A new Swedish restaurant is always something to look forward to, like lungfuls of fresh coastal air or a sight of winter sunshine. Breezing into Portobello is this all-white interior with huge atrium-roofed conservatory dining room at the back. It wouldn’t look out of place on the Swedish archipelago. The staff are Swedish and Norwegian, with the kinds of smiles and clear skin that are a great advertisement for all social democracies.
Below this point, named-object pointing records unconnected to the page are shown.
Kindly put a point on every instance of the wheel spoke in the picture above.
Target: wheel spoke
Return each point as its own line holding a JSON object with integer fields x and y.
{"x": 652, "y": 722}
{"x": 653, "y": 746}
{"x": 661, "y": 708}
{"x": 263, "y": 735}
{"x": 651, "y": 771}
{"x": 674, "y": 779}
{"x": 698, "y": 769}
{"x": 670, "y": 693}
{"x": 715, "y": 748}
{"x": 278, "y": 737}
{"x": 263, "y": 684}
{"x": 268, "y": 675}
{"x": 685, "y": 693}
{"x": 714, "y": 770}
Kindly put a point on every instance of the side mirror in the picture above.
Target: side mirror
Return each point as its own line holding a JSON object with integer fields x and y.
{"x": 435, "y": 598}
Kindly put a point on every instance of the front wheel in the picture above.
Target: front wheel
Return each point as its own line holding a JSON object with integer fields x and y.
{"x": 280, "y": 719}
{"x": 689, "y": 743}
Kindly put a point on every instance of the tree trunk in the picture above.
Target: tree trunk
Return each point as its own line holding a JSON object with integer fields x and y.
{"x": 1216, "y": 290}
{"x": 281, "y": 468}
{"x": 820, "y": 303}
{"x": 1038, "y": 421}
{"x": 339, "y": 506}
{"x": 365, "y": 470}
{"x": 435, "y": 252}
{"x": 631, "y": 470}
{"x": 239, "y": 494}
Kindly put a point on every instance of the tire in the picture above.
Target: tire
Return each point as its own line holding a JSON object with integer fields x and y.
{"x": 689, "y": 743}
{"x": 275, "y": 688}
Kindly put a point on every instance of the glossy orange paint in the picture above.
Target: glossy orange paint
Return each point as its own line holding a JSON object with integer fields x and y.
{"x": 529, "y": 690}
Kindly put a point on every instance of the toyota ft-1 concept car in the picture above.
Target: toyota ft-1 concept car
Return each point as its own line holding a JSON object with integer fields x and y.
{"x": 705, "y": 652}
Rather than trying anything New Nordic in the kitchen, Lisa’s plays it safe with Swedish home-style cooking. The meatballs were of a mushy consistency that fell apart at the touch of a fork: not a good start. The treatment of vegetables was umnimaginative: potatoes were simply roasted, spinach leaves came with more than one dish. Ingredient quality has to be tip-top with Scandinavian fish dishes, yet the cured salmon was little better than Ikea standard.
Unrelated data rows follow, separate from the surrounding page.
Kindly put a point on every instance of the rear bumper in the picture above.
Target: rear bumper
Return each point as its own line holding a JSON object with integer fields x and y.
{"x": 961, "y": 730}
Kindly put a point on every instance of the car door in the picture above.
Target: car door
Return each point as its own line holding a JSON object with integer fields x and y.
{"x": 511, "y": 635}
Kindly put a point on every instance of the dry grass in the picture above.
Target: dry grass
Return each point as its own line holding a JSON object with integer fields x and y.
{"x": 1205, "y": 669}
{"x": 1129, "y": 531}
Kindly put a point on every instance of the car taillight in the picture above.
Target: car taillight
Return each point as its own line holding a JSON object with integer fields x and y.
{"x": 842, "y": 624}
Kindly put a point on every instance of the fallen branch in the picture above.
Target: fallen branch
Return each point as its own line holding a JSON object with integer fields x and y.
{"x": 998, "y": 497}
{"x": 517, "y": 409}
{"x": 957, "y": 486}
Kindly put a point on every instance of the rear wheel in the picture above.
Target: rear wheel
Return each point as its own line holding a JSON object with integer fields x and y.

There was a lack of care about the cooking on the day of our visit – accompanied by the crash of plates and Viking oaths emanating from the kitchen. Perhaps they were all having a bad day, as the service was also painfully slow.
It might be better to just pop in for a drink at the tiny bar instead, as the German-style, Swedish made Nils Oscar ‘Ctrl Alt Delete’ altbier is almost as good an export as Abba.